As many identify themselves with his life, we must ask each other again whether we are preoccupied with the leader, his legacy, or the values his life leaves behind, for us to emulate. I was 11-years old when my mother Brenda Jones-Houghton was summarily deported with 24 hours-notice for writing an article on the succession of President Jomo Kenyatta.
Mwai Kibaki, then Finance Minister, was the anonymous source for that 1977 international story. Quoting a high-level “Government source” the article hypothetically contemplated what might happen when the already ailing Kenyatta died. It is hard to imagine in the current world of social media that in 1970s imagining or speaking about the death or deposition of a President would attract a mandatory sentence of life imprisonment.
This anecdote echoes many we have heard this week. Kibaki was a centrist politician and gifted statesman. It is the boldest of his choices over a remarkable 50 years of service in the public interest that distinguished him. In 2002, he led the restoration of a democratic and open society and pioneered a development State with free universal primary education and a clear path to economic recovery.
Eight years later, he promulgated one of the most progressive constitutions in the world in a response to one of the nation’s darkest moments that also happened under his watch, the post-election violence of 2008. This moment also ushered the legal end to the imperial presidency, trickle-down Nairobi-centred policies, judicial subservience and the suppression of active citizens, civil society, and the media.
As we rightly reflect on “Kibakism” and its legacy on both State and nation, let’s avoid the temptation to roll around in nostalgia but distinguish ideas that ignite our national imagination.
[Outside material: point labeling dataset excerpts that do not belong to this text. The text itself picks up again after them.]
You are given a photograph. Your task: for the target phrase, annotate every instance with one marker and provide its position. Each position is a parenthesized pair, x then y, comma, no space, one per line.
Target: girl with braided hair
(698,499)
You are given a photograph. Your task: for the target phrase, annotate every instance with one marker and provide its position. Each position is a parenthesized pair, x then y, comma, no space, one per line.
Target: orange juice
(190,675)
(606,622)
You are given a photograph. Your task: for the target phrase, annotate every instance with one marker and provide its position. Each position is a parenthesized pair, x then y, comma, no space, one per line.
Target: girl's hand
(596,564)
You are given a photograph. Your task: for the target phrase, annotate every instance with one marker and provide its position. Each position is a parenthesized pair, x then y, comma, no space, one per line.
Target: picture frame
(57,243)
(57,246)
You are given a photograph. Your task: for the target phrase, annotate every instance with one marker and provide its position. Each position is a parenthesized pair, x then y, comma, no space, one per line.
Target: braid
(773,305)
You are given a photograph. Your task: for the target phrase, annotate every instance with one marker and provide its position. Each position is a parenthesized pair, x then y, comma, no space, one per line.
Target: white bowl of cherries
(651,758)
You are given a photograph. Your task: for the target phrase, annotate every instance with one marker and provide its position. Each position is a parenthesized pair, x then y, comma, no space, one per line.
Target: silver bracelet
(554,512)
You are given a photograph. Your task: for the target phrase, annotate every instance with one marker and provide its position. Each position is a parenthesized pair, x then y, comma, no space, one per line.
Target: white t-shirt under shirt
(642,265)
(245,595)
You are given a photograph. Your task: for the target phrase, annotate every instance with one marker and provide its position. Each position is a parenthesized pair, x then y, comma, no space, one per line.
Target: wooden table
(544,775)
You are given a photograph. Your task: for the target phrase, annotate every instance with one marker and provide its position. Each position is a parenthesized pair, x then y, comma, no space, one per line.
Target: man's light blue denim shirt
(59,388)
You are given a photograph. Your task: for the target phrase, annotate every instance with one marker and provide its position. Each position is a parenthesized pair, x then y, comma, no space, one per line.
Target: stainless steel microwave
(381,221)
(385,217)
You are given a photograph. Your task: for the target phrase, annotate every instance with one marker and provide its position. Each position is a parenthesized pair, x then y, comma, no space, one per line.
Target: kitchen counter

For his critics, identifying the dilemmas he faced or the frailty of his leadership at times serves no broader use than to enrich his expansive biography. Let’s ask some more fundamental national questions.
This week, we learned 200 Kenyan dollar millionaires have joined the 8,500 strong class of the 0.02 per cent while 15 million drop further in poverty and misery. Will the Government now decisively address rising poverty and inequality levels? It will be ten years since the late President assented to the Public Benefits Organisations Act next year, can the Jubilee Administration in its last few weeks, operationalise the Act in his memory?
Will parliamentarians have the courage to stop the runaway debt train by not raising the debt ceiling to accommodate unsustainable financing models? Will election candidates now seek votes and debate their policy manifestos without abusing or assaulting their opponents?
Will parties, the EACC, IEBC and the judiciary prevent individuals with soiled histories from running for public office?
Can leaders and everyday citizens internalise, enforce but not weaken our constitutional freedoms, rights, and responsibilities? Can both parents and children create 2030 visions for themselves and their families?
In the current scramble to be associated with the late President, can we also apply the values of planning, honesty, humility, decency to each other and public service that were so distinguished in his personal character and public legacy.
Kikuyu peasants and parents Kibaki Gĩthĩnji and Teresia Wanjikũ may have had a premonition while naming him. Emilio comes from the Latin word Aemulus which means rival. Mwai is probably derived from the Kikuyu verb for one who drilled logs to make beehives and Kibaki is derived from the Kikuyu word for tobacco, a lucrative past business.
The names seem fitting for a leader born of a humble background who spent fifty years in active politics and ran a functional state in a growing economy before retiring.
Thank you for your service and rest in peace Sir. Condolences to your fine family and our beloved nation.
Eid al-Fitr Mubarak and Labour Day also to all Muslims and working people.